Yamaleela () is a 1994 Indian Telugu-language fantasy comedy film written and directed by S. V. Krishna Reddy, featuring comedian Ali in his first lead role. This film was a huge box office success. It was later remade in Hindi as Taqdeerwala (1995) and in Tamil as Lucky Man (1995).

A spiritual successor titled Yamaleela 2 was released on November 2014. A sequel television series Yamaleela Aa Taruvatha premiered in 2020.

Plot 

Suraj is a mischievous man and his mother is disappointed with his behaviour. Suraj discovers his mother's past, his father is a Zamindar and owner of a palace called Swarna Palace, who died because of debts and they lost their entire property. Suraj swears on his mother to again buy their palace in any circumstances and make his mother happy. Lilly is a petty thief, a very greedy woman and Suraj falls in love with her at first sight, but she turns him down. Thota Ramudu, a rowdy opponent to Lilly, teases Suraj a lot and he falls sick.

Meanwhile, in hell, Yama, the god of death and Chitragupta misplace a book called Bhavishyavaani, which shows the future of man. The book somehow falls on the roof of Suraj's house, he benefits a lot by reading predictions of the future in the book and becomes rich and Thota Ramudu is surprised how Suraj became rich in a short time. Lord Brahma warns Yama and Chitragupta that within one month they should find the book, otherwise they lose their supernatural powers. On earth, Suraj again buys their palace and takes her mother to it and he asks her mother if she wants anything else. She asks him to get married, so Suraj again opens the book to see whether his marriage will happen with Lilly or not. He then reads that his mother will die that night at 10 PM. To fulfill his mother's last wish, Suraj plays a marriage drama with Lilly, but accidentally his mother does not die and Lilly reveals all this drama which leads to his mother's anger and she stops talking to him until he really brings back Lilly as her daughter-in-law.

Meanwhile, Yama and Chitragupta reach earth in search of the book.
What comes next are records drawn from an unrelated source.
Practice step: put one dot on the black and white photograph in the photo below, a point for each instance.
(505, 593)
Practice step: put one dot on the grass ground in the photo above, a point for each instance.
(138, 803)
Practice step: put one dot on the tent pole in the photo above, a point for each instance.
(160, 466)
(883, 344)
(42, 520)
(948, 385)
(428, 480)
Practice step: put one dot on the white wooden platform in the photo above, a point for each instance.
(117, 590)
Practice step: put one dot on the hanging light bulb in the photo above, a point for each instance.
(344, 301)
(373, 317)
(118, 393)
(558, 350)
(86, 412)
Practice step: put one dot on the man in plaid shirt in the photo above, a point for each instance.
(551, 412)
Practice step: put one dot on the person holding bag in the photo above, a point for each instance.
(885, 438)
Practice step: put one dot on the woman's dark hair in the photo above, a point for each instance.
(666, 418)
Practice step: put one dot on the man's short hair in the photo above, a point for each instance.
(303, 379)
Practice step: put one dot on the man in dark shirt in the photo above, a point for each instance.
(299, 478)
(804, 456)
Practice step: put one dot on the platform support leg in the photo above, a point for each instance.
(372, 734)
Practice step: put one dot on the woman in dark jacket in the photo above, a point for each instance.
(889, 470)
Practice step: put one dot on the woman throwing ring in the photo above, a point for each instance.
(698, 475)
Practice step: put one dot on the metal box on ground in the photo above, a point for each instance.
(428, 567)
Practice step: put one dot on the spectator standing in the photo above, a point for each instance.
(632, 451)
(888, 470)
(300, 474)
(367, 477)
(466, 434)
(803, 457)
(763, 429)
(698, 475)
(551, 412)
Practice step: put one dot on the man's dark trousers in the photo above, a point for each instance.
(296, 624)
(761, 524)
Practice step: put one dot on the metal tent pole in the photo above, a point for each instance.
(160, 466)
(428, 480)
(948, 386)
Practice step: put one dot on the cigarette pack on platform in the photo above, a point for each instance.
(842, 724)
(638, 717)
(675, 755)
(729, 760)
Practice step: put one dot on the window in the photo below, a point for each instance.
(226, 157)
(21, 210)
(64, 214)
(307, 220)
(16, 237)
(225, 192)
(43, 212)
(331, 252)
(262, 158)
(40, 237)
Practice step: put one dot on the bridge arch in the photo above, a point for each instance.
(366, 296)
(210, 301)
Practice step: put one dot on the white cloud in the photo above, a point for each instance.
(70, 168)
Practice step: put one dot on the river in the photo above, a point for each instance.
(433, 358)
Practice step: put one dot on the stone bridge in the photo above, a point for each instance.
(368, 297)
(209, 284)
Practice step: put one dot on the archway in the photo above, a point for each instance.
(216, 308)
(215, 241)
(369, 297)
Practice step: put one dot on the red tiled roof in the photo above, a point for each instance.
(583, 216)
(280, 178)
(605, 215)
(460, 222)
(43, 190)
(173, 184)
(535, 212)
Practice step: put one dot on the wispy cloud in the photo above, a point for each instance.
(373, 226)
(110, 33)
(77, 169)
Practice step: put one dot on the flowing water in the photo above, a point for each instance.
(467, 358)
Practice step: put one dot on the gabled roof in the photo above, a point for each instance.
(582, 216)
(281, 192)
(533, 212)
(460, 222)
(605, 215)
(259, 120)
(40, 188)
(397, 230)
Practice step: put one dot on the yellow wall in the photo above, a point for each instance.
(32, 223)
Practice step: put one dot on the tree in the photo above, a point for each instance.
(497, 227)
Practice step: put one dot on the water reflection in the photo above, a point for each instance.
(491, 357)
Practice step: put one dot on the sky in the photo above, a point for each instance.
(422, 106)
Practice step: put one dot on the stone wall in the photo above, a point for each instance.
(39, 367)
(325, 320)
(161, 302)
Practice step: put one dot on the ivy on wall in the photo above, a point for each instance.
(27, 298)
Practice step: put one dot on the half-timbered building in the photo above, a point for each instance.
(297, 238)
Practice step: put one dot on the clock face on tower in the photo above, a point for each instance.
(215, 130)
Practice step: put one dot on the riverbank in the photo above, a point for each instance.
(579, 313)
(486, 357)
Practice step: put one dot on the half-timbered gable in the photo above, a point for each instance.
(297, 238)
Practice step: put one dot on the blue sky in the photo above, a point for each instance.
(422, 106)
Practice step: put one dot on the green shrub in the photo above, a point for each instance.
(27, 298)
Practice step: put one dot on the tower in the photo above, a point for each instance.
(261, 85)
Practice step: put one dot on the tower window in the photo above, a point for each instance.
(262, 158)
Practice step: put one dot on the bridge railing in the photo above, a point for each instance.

As they reach earth, they face many problems as everyone thinks of them as some drama company artists. Suraj saves them once and realises that they are the real Yama and Chitragupta and his mother didn't die because they do not have the book. To protect his mother, Suraj traps Yama with the help of a girl Lata. After some time, Yama learns the truth and also understands that the book is with Suraj. Yama asks him to give back the book, but he refuses. From that day, they try for the book in many ways, but fail. One day Thota Ramudu beats Suraj very badly for the secret behind his success, but he doesn't reveal it. Yama saves him and asks him why all this, he says for his mother's sake, then Yama understands his devotion towards her. Yamraj wants to meet her, Suraj invites them to his house without knowing their real faces and accidentally Yama blesses Suraj's mother for complete life.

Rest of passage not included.